Good luck with this, and if you do find out, be sure to let me know! 

I searched high and low for this, and also spoke to a few people in higher states, but still no luck

I obtained the code, but this code was only used by Nissan internally, and not as a normal paint code recognised by your local paint suppliers


----------



## sky 1t (Nov 5, 2004)

Just paint it the same colour as your car when getting some stone chips removed from your bumpers like i did, alot less hassle than trying to find that mystery paint code isn't it Virdee?


----------



## LivingMovie (Oct 16, 2006)

Nissan Cherry Red Effect Z24 or X1020
:thumbsup:


----------



## sr20gt30r (Aug 25, 2007)

LivingMovie said:


> Nissan Cherry Red Effect Z24 or X1020
> :thumbsup:


Ok, but are you able to get that color in Canada? UAP Napa cannot. Maybe PPG or Carquest??


----------



## M19 GTR (May 26, 2002)

Its actualy a Honda C90 moped red we re-done a mates 1 a while back and its an exact match.

Tony


----------



## sr20gt30r (Aug 25, 2007)

M19 GTR said:


> Its actualy a Honda C90 moped red we re-done a mates 1 a while back and its an exact match.
> 
> Tony


Thanks Tony but the code of that color is C90 or it's a Honda model? Here in Canada, we don't have Honda C90 or color C90... moped red is the name of the color?
very nice your R34!!


----------



## M19 GTR (May 26, 2002)

Cheers. Its the model C90 Honda, il find the colour code for you of my sprayer tommorow.

Tony


----------



## r33 v-spec (May 24, 2002)

I'll be keeping a keen eye on this thread!


----------



## M19 GTR (May 26, 2002)

r33 v-spec said:


> I'll be keeping a keen eye on this thread!
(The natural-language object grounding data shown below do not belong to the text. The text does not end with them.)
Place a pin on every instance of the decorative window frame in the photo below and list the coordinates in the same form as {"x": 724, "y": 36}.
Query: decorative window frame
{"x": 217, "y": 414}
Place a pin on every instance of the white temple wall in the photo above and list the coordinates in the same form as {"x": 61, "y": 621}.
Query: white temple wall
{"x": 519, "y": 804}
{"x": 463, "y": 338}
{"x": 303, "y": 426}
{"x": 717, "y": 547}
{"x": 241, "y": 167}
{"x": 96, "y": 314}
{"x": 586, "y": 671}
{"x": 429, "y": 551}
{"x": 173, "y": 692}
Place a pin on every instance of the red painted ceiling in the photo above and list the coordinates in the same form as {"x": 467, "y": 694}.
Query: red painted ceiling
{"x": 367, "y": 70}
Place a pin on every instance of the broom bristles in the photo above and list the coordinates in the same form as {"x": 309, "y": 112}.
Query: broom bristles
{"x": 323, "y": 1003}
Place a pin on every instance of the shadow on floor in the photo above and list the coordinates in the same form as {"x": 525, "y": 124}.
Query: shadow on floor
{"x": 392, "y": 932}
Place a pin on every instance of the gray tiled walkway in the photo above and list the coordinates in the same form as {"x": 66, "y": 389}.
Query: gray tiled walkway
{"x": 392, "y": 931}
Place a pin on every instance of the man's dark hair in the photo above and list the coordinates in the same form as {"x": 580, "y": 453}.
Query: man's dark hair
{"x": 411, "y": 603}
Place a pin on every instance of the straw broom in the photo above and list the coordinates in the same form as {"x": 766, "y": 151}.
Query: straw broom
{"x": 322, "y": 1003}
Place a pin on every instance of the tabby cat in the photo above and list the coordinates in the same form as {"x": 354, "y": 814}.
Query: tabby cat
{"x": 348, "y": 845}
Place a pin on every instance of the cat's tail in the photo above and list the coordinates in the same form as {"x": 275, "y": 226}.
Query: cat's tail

You have just given me a call before and i would have got you the code...lol

Tony


----------



## sr20gt30r (Aug 25, 2007)

did you found the color code??


----------



## synistrGT-R (Oct 15, 2007)

Check out : DuPont Refinish, more than just paint ... click on color formulas, then via manufacturer name and color code. Type in Nissan, click on Nissan, then type in Z24. It will come up with 4 choices of paint codes. Hope this helped out. The color is called Cherry Red Effect.


----------



## LivingMovie (Oct 16, 2006)

synistrGT-R said:


> Check out : DuPont Refinish, more than just paint ... click on color formulas, then via manufacturer name and color code. Type in Nissan, click on Nissan, then type in Z24. It will come up with 4 choices of paint codes. Hope this helped out. The color is called Cherry Red Effect.





LivingMovie said:


> Nissan Cherry Red Effect Z24 or X1020


DuPont is available in Canada....


----------



## sixers (Feb 9, 2008)

i drive 34gtt, need a bit of help on suspension set ups..what are the brands u guys recommend? currently im on KTS susp....which a bit 2hard


----------



## sixers (Feb 9, 2008)

I need smething softer but not 2soft as im running on rb26.


----------



## sr20gt30r (Aug 25, 2007)

sixers said:


> I need smething softer but not 2soft as im running on rb26.


We are talking about paint code for the r34 valve cover here...
you can open a new post for that


----------



## Oakville (Dec 31, 2009)

Bump?


----------



## tonigmr2 (Sep 12, 2002)

I just took a cover to Halfords and they mixed me up a match! Think a Honda metallic red was identical.


----------



## R32GTR_T (Apr 8, 2012)

Or even B&Q Lol


----------



## Day VG (Jun 23, 2004)

http://www.gtr.co.uk/forum/37809-paint-codes-13.html#post1467710


----------



## markpetriw (Oct 6, 2016)

For those interested to know the exact paint code for R34 GT-R valve covers, I wrote to Nissan and had this response:

"This is in reply to your email dated October 4, 2016, concerning your Nissan Skyline R34 GT-R. First of all, thank you for your patronage of our products.

With regard to your inquiry, we would like to inform you of the color code of the rocker cover (tappet cover) as follows;

Color code: ZA08
Color name: Candy Red

We hope the information will be useful for you."

You're welcome if this helped.


----------